Sure, you can believe it's a just a tool, and consciously let yourself treat it as one. But treat it like an incompetent intern, not a slave.
1 reply →
Whether you view the question as nonsensical, the most simple example of a riddle, or even an intentional "gotcha" doesn't really matter. The point is that people are asking the LLMs very complex questions where the details are buried even more than this simple example. The answers they get could be completely incorrect, flawed approaches/solutions/designs, or just mildly misguided advice. People are then taking this output and citing it as proof or even objectively correct. I think there are ton of reasons this could be but a particularly destructive reason is that responses are designed to be convincing.
You _could_ say humans output similar answers to questions, but I think that is being intellectually dishonest. Context, experience, observation, objectivity, and actual intelligence is clearly important and not something the LLM has.
It is increasingly frustrating to me why we cannot just use these tools for what they are good for. We have, yet again, allowed big tech to go balls deep into ham-fisting this technology irresponsibly into every facet of our lives the name of capital. Let us not even go into the finances of this shitshow.
Yeah people are always like "these are just trick questions!" as though the correct mode of use for an LLM is quizzing it on things where the answer is already available. Where LLMs have the greatest potential to steer you wrong is when you ask something where the answer is not obvious, the question might be ill-formed, or the user is incorrectly convinced that something should be possible (or easy) when it isn't. Such cases have a lot more in common with these "nonsensical riddles" than they do with any possible frontier benchmark.

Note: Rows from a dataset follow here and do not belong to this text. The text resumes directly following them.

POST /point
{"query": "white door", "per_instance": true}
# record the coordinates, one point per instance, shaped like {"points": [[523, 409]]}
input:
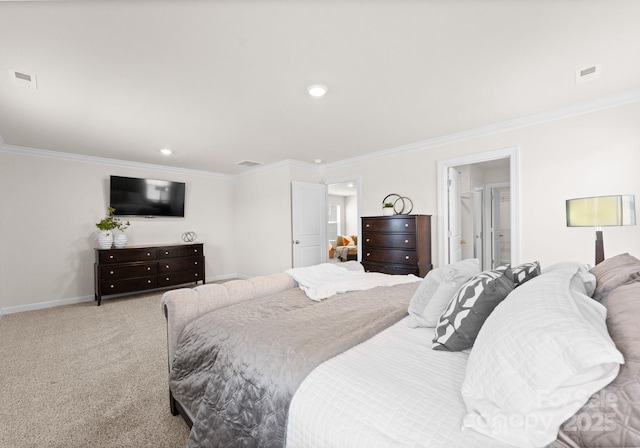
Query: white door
{"points": [[501, 214], [309, 218], [455, 224]]}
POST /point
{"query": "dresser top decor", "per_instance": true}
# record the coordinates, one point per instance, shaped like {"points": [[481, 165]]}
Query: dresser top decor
{"points": [[401, 205]]}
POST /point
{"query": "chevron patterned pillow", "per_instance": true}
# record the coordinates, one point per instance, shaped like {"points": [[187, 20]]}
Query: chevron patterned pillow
{"points": [[459, 325]]}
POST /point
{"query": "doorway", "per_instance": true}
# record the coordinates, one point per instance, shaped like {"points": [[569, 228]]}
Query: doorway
{"points": [[343, 217], [486, 208]]}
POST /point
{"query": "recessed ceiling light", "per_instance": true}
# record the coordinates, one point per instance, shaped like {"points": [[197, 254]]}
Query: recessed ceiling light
{"points": [[317, 90]]}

This is especially obvious when viewing the reasoning trace for models like Claude, which often spends a lot of time speculating about the user's "hints" and trying to parse out the intent of the user in asking the question. Essentially, the model I use for LLMs these days is to treat them as very good "test takers" which have limited open book access to a large swathe of the internet. They are trying to ace the test by any means necessary and love to take shortcuts to get there that don't require actual "reasoning" (which burns tokens and increases the context window, decreasing accuracy overall). For example, when asked to read a full paper, focusing on the implications for some particular problem, Claude agents will try to cheat by skimming until they get to a section that feels relevant, then searching directly for some words they read in that section. They will do this even if told explicitly that they must read the whole paper. I assume this is because the vast majority of the time, for the kinds of questions that they are trained on, this sort of behavior maximizes their reward function (though I'm sure I'm getting lots of details wrong about the way frontier models are trained, I find it very unlikely that the kinds of prompts that these agents get very closely resemble data found in the wild on the internet pre-LLMs).